Also the leads were horny for each other even in the middle of serious-business conversations and I can respect that. One of those books I rated three stars ("I liked it") not because it was a steady three throughout but because as much as there were parts I really really liked, there were a couple of parts where I was very thrown in an immersion-breaking way. Still looking forward to reading the next two books in the series.
Other Media
Caught up on Critical Role, modulo the last hour of the most recent episode, and I'm in love with the new character art
I got to see the Juno Steel live show last night and it was pretty good once I got used to seeing the voice actors, not picturing the character art. I'd forgotten a lot of the smaller moments of the episode: Juno throwing Peter's doodles at him; the hand-holding at the end; the gift that is Juno hurting himself to use the Lassionic Capsule. Here's hoping that next year they do the S1 finale! (Well, I guess Peter's episode is right before it, but that would also be great.)

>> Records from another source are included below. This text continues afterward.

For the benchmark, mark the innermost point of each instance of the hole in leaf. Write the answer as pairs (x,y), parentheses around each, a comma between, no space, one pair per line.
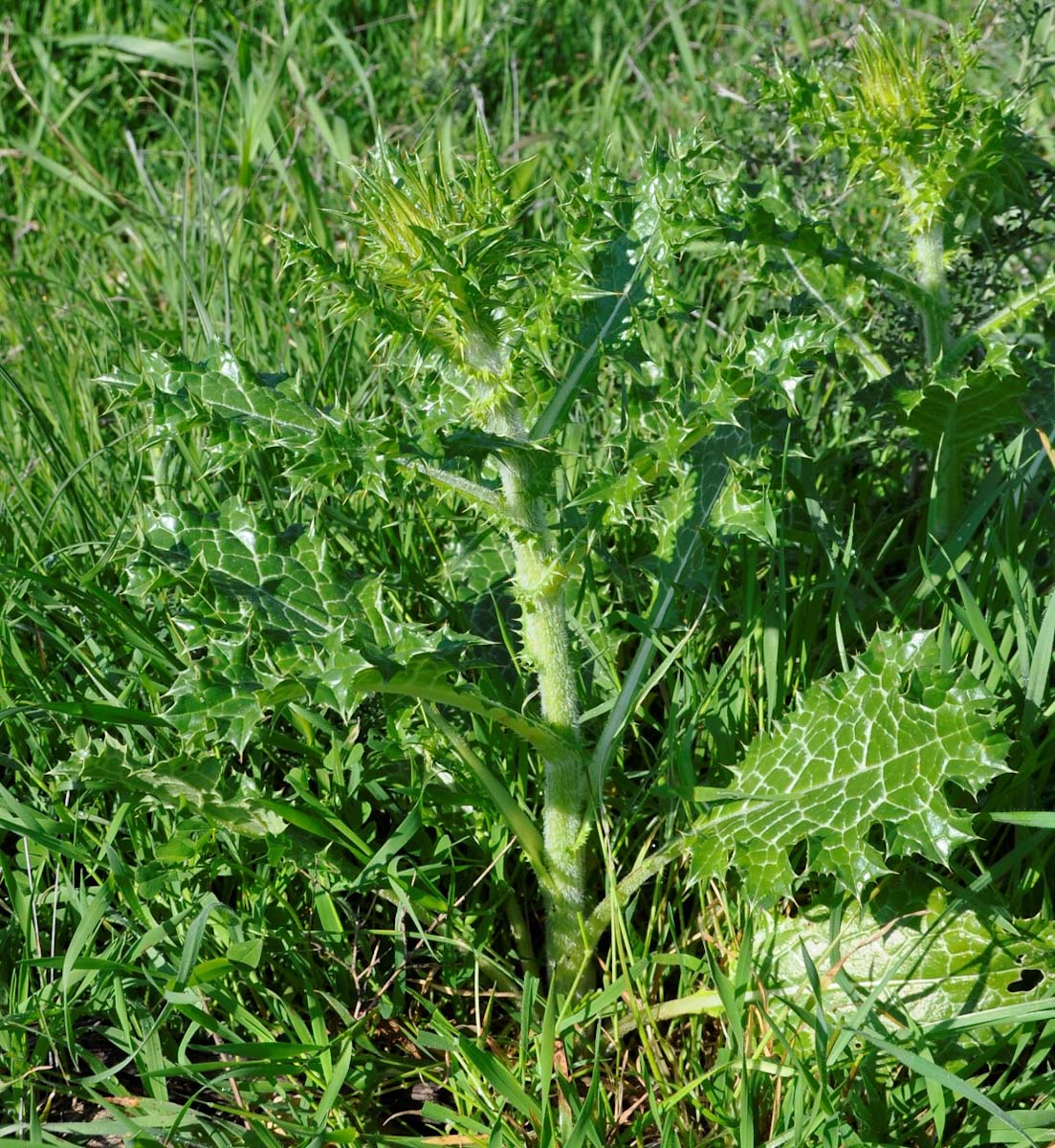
(1028,980)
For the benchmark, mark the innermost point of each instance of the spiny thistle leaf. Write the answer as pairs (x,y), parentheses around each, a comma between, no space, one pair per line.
(876,746)
(969,406)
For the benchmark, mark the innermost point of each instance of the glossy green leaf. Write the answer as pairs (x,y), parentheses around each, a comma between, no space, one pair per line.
(940,964)
(876,746)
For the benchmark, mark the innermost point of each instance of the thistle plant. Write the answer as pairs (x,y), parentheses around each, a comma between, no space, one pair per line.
(489,338)
(951,161)
(457,279)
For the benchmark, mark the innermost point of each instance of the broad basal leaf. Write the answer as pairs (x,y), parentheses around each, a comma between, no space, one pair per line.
(939,964)
(873,747)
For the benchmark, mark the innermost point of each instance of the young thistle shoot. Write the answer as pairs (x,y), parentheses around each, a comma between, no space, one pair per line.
(947,156)
(442,267)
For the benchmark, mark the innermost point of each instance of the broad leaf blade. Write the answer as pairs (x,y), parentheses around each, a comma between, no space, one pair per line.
(875,746)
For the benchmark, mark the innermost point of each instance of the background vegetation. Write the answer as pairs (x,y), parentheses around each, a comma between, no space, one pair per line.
(320,935)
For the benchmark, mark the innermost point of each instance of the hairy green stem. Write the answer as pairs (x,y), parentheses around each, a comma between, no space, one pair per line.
(929,250)
(539,586)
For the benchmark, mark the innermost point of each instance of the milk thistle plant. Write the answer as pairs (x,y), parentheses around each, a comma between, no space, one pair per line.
(491,338)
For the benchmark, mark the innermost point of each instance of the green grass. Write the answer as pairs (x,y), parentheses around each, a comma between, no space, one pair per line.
(372,973)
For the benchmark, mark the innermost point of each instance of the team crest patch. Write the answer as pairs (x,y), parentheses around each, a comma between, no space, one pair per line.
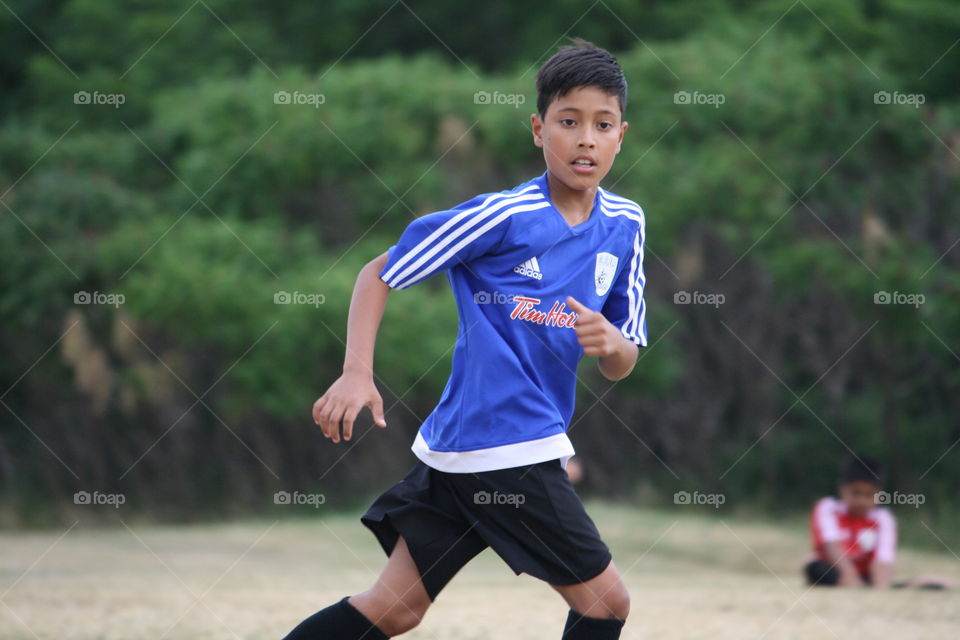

I listened to five episodes of The Penumbra Podcast's other series, Second Citadel. I think Ser Damien is my favourite now? Ruthless, defensive Ser Caroline is amazing as well - I love how frickin messy her and Marc's competition is in the first pair of episodes, both of them unfairly having to prove themselves and yet still ready to throw the other one under the bus.
Random Articles
Midway through listening to a podcast episode I got distracted by a mention of epigenetics and started wondering whether that was just a tiny version of Lamarck's debunked theory of evolution. This article, One More Time No Epigenetics Is Not Lamarckism makes a convincing case it isn't.